The HBO miniseries about President John Adams is part of the reason Lloyd Knecht III decided against allowing the Endicott Fire Department to inspect his heating and air-conditioning business this year.
Knecht said the inspection was an unreasonable search of his property, but a jury disagreed.
They found Knecht guilty of violating village code regarding annual fire inspections and fined him $50,000. Knecht’s attorney, Kevin Guyette, said the decision is being appealed to Broome County Court. Guyette said he has no comment on the fine, but instead is arguing the village code is a violation of his client’s Fourth Amendment rights.
Once we get past the somewhat humorous nature of this story it becomes worthwhile to examine whether or not plaintiff has a leg to stand on here. Common sense would seem to dictate that fire and safety inspections are part and parcel of our social fabric, but regular observers of the courts know all too well that “common sense” and “judicial procedure” rarely collide in the same sentence. So where have our jurists come down on this question in the past?

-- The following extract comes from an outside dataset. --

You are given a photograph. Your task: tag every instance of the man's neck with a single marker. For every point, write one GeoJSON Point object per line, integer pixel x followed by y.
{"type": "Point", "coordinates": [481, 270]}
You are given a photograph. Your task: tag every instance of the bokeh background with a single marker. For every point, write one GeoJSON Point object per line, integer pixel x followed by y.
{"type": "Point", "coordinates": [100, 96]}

It turns out that the Supreme Court has a long, colorful history in dealing with 4th amendment issues and safety inspections. It dates back to the 1959 Frank v. Maryland ruling, wherein the court found that “householders were bound to admit inspectors not armed with warrants.” This finding seemed to be supported in National Treasury Employees Union v. Von Raab (1989) which, oddly enough, was a case based on questions surrounding mandatory drug testing of public employees. The court went further in their ruling, however, determining that “other governmental agencies, such as housing, fire, health, welfare, and safety inspectors,” also have searching capabilities, and these powers “have a lesser standard than probable cause and often invoke an element of surprise” such as may be required in public inspections.
All of this would sound like bad news for Mr. Knecht, except the rulings didn’t pass the test of time. More recently, the Supremes heard Camara v. Municipal Court and See v. City of Seattle, where they overturned the Frank ruling in each case, and “forbade punishment of those who refuse to admit warrantless inspectors.” So, good news for our modern day John Adams, n’est-ce pas?

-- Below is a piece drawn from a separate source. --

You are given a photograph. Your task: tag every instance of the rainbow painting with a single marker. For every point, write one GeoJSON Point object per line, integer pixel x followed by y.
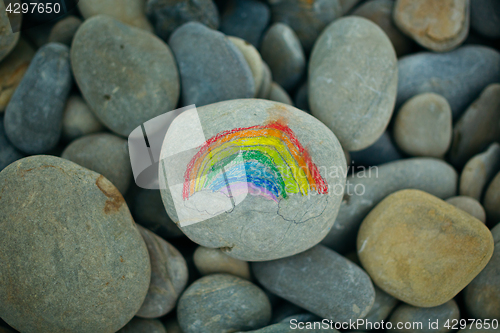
{"type": "Point", "coordinates": [266, 160]}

Not quite. Each of the recent findings notes that the 4th amendment specifies the right of the people to be secure in their persons, houses, papers, and effects. The common theme is that these protections are in place for citizens in their homes. The bar to be met for businesses is considerably lower, possibly resting below sea level. A householder is seen as controlling the access to their home, with no person being legally allowed inside without their consent and the owner assuming the brunt of responsibility for what transpires therein. Business, on the other hand, are presumed to be open to the public and the government’s need to ensure the safety and security of those visitors trumps the assumed 4th amendment rights of the owner.
So, we salute Mr. Knecht for his libertarian styling and willingness to poke a finger in the eye of authority, but this will likely turn out to be an expensive lesson in constitutional law for him and his attorney. Keep up the fight, though!